3D dynamic observation of human sperm by parallel phase-shifting digital holographic microscopy based on pixelated polarization

Abstract

Morphology and motility are essential criteria for assessing sperm viability. However, the human sperm head is small (∼3–4 μm) and requires a relatively high-magnification microscope objective, while the sperm flagella (∼45 μm) are poorly visible with complex 3D properties. Microscopic dynamic observation of intact sperm in 3D is challenging. Conventional inspection methods with a limited depth of field are inadequate for this issue. To provide a solution to this critical need, we develop pixelated polarization-based parallel phase-shifting digital holographic microscopy for the 3D dynamic observation of human sperm. Compared to conventional holographic imaging, this approach can effectively separate the object wavefront and avoid image quality degradation while fully exploiting the spatial bandwidth of the camera.

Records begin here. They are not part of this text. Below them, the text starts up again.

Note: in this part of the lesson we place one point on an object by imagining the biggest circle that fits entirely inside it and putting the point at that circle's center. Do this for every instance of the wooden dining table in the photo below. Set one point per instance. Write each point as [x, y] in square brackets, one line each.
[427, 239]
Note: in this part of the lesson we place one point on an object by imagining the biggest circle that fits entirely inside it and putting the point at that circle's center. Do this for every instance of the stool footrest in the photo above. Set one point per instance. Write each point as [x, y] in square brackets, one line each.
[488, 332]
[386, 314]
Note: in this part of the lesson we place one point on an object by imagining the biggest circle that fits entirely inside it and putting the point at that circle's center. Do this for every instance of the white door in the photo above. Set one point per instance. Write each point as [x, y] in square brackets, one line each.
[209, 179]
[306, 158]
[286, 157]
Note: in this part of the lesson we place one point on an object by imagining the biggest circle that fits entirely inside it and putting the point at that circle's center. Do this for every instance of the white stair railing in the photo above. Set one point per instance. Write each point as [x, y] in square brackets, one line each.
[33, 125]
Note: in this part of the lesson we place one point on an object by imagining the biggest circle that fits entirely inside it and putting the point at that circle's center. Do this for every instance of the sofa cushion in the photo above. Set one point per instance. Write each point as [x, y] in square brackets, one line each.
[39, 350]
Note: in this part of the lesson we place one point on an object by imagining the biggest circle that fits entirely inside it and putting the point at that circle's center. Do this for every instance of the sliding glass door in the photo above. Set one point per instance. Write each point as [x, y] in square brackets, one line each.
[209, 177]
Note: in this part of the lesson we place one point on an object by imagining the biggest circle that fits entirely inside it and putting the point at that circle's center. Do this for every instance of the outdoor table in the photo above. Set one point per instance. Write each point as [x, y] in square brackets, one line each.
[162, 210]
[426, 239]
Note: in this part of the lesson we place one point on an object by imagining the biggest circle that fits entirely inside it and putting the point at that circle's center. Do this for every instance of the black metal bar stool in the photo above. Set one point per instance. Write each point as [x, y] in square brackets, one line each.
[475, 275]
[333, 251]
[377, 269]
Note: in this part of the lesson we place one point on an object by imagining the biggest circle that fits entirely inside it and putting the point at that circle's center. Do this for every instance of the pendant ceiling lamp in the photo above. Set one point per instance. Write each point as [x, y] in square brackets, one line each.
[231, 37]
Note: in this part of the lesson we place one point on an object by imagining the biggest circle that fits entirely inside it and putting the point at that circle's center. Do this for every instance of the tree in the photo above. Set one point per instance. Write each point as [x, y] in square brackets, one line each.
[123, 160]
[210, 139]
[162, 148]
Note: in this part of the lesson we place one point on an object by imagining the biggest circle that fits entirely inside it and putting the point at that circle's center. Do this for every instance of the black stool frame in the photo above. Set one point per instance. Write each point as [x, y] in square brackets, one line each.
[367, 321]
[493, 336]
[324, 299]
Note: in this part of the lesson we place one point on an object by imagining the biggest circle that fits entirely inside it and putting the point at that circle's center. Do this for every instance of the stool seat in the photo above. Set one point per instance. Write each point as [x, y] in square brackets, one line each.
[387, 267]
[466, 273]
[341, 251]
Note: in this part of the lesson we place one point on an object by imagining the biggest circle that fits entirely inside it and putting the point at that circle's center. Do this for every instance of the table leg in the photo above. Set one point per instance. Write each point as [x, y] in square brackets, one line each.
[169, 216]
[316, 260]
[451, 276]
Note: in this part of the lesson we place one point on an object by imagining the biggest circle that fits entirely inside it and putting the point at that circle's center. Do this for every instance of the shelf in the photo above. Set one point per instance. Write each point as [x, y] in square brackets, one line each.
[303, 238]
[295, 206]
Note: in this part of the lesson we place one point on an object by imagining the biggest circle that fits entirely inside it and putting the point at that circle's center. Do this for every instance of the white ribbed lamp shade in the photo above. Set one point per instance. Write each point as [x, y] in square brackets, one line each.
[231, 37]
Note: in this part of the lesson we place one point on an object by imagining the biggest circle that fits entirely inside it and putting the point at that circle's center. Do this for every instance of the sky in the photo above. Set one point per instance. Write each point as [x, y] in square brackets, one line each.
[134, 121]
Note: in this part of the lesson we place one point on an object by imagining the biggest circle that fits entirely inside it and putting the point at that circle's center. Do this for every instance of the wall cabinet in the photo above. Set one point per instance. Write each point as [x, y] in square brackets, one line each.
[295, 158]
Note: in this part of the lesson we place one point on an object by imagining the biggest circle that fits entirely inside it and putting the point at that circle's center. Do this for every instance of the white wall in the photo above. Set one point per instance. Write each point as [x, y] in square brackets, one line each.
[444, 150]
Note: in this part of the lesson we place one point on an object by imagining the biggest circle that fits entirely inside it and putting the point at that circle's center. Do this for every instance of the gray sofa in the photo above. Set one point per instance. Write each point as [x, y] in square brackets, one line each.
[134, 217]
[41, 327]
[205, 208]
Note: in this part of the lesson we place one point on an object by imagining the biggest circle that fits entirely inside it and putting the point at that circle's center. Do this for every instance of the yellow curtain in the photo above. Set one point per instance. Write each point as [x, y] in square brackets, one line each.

We propose the use of the Stokes parameter reconstruction method to reconstruct the object wavefront and investigate the effect of the sampling interval on the system resolution by spectral analysis. The methodology achieves the retrieval of the 3D trajectory and motion parameters of sperm and reconstructs the sperm head orientation and the thin, highly-dynamic flagellum. The system allows for more comprehensive information on sperm motility and morphology, which is significant for male reproductive research. It also has significant potential for 3D dynamic observation of micro-organisms.